What 1,000 Executives Know But Can't Fix

Mar 31

I have no idea how I missed this report when it came out. Cockroach Labs published their State of Resilience 2025 back in late 2024, surveying 1,000 senior technology executives across North America, Europe, and Asia-Pacific, and it somehow slipped past me entirely. Better late than never, because there's a lot here worth digging into, at least if you're willing to ignore Part 6, which makes the same mistake almost every vendor resilience report makes: five sections of genuinely useful organizational data followed by a pivot to "and here's how our product fixes it." It's understandable. They sell distributed databases. But it's also disappointing, because their own data argues against the conclusion, and because it reinforces a persistent myth in this industry that you can buy your way to resilience. More on that in a moment.

The data was collected in August-September 2024, so about 18 months old. If anything, that makes the findings more relevant now. Since this survey was fielded, DORA has gone into full effect, NIS2 enforcement is ramping up across EU member states, AI agents are being woven into operational workflows at a pace that would have seemed aggressive even a year ago, and the organizations that told CrowdStrike-shaken researchers they were "significantly improving their planning" have had a full year and a half to either follow through or quietly drift back to the status quo. The structural dynamics this report captures don't resolve themselves in 18 months, they compound. And the rapid adoption of AI in operations is adding new failure modes to systems that were already struggling with the old ones.

The headline numbers first: the average enterprise experiences 86 outages per year, averaging 196 minutes each. Every single company surveyed lost revenue to outages in the past twelve months. For large enterprises, outage-related losses averaged $495K annually.

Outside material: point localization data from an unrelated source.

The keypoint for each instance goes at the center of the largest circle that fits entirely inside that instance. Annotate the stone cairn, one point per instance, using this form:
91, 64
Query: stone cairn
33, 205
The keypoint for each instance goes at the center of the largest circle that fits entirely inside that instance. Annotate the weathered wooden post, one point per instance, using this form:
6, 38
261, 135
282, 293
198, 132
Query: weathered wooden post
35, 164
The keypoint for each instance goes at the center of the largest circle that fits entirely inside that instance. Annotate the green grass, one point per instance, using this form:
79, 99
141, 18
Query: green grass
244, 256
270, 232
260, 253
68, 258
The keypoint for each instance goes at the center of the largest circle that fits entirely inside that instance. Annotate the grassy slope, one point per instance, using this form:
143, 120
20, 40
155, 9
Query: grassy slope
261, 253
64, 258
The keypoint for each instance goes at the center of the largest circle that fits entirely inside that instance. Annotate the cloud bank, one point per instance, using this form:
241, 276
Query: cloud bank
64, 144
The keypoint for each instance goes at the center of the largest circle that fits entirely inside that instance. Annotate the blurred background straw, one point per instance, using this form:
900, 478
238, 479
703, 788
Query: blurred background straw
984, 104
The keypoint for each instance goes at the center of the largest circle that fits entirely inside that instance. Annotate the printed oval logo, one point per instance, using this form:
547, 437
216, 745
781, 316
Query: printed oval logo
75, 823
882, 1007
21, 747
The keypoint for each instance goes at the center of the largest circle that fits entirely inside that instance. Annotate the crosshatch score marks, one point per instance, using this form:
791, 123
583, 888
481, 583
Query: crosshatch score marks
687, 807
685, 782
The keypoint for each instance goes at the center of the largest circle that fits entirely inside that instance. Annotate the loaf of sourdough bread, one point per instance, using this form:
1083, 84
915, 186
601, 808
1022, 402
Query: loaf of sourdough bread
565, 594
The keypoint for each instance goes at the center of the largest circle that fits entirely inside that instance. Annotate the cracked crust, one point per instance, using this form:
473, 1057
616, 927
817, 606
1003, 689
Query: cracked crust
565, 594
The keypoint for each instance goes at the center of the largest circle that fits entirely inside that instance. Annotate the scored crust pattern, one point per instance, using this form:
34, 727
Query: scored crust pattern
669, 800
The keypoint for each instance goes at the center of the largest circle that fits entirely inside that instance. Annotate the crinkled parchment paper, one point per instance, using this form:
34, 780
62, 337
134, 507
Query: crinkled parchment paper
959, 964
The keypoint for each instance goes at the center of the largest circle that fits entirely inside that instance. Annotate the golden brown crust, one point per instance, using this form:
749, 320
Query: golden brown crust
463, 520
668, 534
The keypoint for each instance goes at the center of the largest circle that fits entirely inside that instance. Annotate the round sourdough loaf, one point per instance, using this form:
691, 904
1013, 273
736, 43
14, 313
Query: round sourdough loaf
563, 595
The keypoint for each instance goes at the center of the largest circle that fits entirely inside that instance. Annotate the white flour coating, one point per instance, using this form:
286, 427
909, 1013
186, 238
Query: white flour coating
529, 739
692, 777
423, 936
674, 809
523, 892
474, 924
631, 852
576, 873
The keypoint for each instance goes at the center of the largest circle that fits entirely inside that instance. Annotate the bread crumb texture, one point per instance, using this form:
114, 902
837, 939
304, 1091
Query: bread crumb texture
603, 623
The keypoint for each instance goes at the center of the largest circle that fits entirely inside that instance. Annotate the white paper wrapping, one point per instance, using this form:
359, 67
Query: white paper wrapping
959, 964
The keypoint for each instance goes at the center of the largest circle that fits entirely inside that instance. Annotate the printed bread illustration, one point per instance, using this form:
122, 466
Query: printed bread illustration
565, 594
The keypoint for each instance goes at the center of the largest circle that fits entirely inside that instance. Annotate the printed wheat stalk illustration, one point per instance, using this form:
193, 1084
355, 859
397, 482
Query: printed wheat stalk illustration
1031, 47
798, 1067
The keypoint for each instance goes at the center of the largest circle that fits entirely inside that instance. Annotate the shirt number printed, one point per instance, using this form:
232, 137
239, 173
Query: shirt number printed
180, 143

But the number that made me pause for a second: 95% of executives say they are aware of at least one unresolved operational weakness that puts their organization at risk. 72% say they have multiple. And 48% say their organizations are doing insufficient work to address it. Nearly every leader knows where the cracks are, and almost half say nothing adequate is being done. The prevention paradox, playing out at scale with hard data behind it.

The blockers are familiar too. Other teams' priorities take precedence (38%). Budget constraints (36%). Lack of leadership buy-in (32%). Meanwhile 92% of teams must deprioritize essential work to fight fires, 48% work overtime and weekends to restore operations, and 39% report a growing backlog of post-mortems. The feedback loop I keep coming back to in client work is right there in the numbers: less time for improvement leads to more incidents, which leads to even less time for improvement.

Then there's the human cost that rarely shows up in resilience reports. 82% of leaders said they or their team members fear losing their jobs following a significant outage. Think about what that does to everything else. If you've ever wondered why your blameless post-mortems don't feel blameless, there's your answer. You can design the most thoughtful incident analysis process imaginable, but 82% job-fear will override any process document every single time.

Now, Part 6 and why it's a missed opportunity. Look at the causes of downtime: network issues (38%), software issues (36%), cyberattacks (36%), cloud provider reliability (35%), third-party failures (33%), environmental factors (31%), human error (31%), capacity issues (30%), hardware failures (30%). That distribution is remarkably flat. Nothing really dominates. And the report itself notes it's consistent regardless of company size, sector, or geography.

To me, that flat distribution is the most important finding in the entire report, and the authors barely pause on it.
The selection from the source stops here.